Today, wearing shorts, Reeboks and a white straw hat, Shannon, 48, looks relaxed in the office of the home he now shares with his fiancee, LeAnne Gutierrez, whom he will marry Sunday.
Life is good for Shannon. Sales of the original version of “Runaway” are “way up” since the show’s premiere in the fall of 1986, said Bob Cahill, national director of sales and marketing for Rhino Records, which distributes the song on an album called “Runaway Hits!”
A ‘Chunk of Money’
Then there are royalties. Typically, the writer of a theme song for a prime-time network television show on the air for at least 13 weeks earns several hundred dollars each week the show is shown. Although Shannon declined to give the specific amount he is paid for “Runaway,” Shannon said it is “a very nice chunk of money.”
Just back from performing at the Oklahoma State Fair, he is scheduled to leave soon to sing at Madison Square Garden, then appear at a nostalgia show in Dallas, along with the Coasters and Freddie Cannon.
Shannon says he spends 170 days a year touring and performing “wherever there’s rock ‘n’ roll,” at places from clubs to dude ranches in countries from Japan to Australia to England. Yet he rarely performs in Los Angeles.

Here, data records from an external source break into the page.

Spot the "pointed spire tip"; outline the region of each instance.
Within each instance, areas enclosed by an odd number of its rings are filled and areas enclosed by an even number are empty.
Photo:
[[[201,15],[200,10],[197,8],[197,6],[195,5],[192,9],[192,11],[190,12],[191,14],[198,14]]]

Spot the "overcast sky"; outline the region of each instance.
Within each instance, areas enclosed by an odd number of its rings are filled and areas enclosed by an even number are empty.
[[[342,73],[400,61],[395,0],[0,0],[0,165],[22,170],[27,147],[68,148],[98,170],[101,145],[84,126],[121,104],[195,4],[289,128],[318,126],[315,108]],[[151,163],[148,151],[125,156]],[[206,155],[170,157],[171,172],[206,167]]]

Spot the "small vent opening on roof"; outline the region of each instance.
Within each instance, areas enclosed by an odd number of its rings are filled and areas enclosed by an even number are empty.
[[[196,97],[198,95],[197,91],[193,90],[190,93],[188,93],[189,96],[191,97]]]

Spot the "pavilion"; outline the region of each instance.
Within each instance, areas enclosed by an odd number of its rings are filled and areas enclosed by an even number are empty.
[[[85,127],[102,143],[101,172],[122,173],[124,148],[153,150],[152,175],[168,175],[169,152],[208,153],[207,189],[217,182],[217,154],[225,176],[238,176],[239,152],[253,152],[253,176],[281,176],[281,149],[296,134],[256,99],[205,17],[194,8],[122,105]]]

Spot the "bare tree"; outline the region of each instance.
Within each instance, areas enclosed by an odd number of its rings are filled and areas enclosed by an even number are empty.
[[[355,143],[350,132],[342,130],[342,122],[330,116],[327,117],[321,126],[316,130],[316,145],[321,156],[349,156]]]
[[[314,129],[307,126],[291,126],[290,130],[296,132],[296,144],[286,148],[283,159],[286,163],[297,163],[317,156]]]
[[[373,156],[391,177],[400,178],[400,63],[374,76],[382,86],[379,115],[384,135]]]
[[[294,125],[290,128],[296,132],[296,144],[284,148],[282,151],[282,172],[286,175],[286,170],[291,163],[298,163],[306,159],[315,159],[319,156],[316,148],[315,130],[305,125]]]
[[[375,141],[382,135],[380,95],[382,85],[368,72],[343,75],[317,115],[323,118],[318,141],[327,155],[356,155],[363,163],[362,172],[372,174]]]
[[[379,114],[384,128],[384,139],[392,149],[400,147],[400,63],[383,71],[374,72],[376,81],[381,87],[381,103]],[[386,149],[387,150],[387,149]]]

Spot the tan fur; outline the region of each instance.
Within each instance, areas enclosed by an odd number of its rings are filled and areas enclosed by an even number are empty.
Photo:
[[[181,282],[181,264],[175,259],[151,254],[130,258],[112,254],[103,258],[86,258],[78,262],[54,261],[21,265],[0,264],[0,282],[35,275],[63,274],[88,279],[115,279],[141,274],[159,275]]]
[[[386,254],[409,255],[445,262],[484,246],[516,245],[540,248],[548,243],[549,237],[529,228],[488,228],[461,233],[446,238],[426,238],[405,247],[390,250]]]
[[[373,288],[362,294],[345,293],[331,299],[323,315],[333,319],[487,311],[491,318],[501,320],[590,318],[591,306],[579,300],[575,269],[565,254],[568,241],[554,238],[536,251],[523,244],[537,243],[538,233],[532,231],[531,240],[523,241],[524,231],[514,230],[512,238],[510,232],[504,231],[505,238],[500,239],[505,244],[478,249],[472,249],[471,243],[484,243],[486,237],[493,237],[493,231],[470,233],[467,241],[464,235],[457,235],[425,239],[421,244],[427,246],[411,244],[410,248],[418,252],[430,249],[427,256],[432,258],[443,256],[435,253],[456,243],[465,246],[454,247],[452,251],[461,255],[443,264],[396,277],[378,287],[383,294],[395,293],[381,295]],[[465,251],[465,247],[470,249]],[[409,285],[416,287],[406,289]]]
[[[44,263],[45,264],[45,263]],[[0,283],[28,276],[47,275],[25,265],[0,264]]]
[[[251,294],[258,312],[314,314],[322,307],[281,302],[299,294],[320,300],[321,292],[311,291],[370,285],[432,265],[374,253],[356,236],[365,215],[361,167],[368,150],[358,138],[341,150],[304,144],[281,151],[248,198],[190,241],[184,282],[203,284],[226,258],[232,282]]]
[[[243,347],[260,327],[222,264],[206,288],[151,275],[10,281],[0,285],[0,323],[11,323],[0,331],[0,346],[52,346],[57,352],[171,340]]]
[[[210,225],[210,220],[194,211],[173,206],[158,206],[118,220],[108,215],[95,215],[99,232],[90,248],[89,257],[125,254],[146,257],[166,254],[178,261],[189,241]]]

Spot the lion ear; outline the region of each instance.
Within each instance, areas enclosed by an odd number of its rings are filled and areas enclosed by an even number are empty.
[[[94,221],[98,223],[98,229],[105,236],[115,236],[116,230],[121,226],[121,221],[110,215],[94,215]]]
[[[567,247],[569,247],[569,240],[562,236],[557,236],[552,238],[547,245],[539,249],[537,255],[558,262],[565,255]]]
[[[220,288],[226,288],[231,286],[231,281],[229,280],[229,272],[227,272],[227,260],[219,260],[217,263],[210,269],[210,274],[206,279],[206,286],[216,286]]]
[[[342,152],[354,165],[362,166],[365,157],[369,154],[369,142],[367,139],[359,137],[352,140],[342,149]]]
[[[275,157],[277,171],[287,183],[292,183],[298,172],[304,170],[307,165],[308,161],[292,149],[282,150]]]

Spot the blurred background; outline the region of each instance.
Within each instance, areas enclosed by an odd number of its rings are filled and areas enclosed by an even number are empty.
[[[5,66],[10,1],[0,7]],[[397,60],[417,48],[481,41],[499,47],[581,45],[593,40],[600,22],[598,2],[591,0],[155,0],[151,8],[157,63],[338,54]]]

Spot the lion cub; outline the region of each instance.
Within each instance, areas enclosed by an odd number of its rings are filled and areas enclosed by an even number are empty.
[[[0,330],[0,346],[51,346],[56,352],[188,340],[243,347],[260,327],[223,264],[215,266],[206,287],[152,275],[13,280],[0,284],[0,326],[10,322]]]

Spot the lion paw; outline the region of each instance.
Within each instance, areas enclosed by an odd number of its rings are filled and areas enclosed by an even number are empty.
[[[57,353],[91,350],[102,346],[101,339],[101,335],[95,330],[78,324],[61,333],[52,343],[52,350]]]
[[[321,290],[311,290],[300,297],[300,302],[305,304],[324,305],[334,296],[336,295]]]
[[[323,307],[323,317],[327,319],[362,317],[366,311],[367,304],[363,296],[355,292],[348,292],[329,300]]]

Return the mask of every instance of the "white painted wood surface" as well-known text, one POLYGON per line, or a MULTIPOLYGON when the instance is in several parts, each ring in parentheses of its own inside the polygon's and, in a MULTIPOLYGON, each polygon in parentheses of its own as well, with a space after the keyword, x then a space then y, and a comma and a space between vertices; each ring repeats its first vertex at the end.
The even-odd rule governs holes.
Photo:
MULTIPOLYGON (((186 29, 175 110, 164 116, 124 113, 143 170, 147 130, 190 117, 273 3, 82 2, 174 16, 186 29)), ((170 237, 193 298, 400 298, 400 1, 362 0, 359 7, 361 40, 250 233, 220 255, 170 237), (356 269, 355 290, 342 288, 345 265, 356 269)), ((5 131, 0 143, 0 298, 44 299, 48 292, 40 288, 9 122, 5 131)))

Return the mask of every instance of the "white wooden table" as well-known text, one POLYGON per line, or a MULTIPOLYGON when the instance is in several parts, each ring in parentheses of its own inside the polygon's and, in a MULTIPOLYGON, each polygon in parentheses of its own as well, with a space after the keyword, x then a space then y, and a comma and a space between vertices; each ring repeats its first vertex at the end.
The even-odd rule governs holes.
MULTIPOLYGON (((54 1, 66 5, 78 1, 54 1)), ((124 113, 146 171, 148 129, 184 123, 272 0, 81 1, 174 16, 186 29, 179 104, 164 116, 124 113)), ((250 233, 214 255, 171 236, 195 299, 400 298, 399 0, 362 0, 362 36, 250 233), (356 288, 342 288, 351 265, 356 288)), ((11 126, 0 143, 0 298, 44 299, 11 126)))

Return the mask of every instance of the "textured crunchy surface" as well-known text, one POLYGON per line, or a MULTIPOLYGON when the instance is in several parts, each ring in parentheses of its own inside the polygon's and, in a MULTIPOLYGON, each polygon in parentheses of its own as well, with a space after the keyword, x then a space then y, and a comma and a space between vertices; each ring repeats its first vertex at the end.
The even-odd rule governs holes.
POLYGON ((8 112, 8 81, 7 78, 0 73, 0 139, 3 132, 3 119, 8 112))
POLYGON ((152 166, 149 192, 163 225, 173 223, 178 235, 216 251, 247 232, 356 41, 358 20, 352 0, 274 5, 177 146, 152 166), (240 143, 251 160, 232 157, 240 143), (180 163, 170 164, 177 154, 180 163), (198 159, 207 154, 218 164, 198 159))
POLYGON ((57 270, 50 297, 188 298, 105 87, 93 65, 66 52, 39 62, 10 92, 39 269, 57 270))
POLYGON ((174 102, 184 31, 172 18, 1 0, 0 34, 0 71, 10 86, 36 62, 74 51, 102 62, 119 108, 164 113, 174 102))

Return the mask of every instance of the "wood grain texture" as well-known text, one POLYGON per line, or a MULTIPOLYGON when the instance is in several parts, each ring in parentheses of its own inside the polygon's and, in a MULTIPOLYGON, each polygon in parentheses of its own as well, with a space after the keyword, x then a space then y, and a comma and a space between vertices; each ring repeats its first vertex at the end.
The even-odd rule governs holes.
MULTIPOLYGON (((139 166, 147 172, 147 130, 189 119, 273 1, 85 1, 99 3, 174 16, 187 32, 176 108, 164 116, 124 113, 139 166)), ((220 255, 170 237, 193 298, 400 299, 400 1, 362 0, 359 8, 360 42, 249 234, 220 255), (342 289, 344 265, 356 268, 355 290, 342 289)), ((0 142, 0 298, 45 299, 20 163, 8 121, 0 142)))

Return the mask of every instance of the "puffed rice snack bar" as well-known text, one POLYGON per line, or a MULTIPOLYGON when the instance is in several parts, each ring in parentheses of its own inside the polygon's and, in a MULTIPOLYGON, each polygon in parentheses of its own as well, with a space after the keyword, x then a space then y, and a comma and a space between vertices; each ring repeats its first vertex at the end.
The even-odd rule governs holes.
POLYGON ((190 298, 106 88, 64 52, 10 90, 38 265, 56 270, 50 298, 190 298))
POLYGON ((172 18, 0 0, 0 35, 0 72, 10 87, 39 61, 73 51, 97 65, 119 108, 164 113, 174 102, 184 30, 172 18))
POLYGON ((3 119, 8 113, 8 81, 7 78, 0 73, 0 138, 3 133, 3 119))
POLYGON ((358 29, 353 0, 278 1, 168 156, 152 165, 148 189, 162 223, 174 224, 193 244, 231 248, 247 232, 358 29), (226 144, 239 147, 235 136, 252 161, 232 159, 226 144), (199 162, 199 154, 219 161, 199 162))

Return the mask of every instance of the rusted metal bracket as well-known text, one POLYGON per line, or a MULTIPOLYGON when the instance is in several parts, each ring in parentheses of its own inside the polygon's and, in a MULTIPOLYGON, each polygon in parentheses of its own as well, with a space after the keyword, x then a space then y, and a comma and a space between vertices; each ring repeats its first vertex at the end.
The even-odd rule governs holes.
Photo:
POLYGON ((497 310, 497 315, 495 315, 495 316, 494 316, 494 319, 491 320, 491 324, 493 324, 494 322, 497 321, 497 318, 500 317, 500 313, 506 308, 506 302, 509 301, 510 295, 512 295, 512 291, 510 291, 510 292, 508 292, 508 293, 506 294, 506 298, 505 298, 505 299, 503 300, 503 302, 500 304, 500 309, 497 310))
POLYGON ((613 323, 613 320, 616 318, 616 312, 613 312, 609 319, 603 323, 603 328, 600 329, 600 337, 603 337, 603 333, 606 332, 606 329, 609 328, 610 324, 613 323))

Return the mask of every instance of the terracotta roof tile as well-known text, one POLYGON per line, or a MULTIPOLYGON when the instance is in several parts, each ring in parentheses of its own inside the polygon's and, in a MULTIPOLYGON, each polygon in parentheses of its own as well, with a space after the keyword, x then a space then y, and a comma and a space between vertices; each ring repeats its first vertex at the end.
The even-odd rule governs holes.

When he is home, Shannon rides his bicycle (“an old Pee Wee bike with the wide white wheels and saddle bags”) and runs. He frequents a health-food restaurant, sometimes accompanied by his mother, Leone, who lives nearby in a home bought by her son.
Sometimes he tools around town in his ’84 Cadillac with “my car guitar, a great Gibson.”
“I love to perform,” he said, peering over his white picket fence at open acreage. “But I don’t like the traveling. If I could perform in that field, that would be a dream.”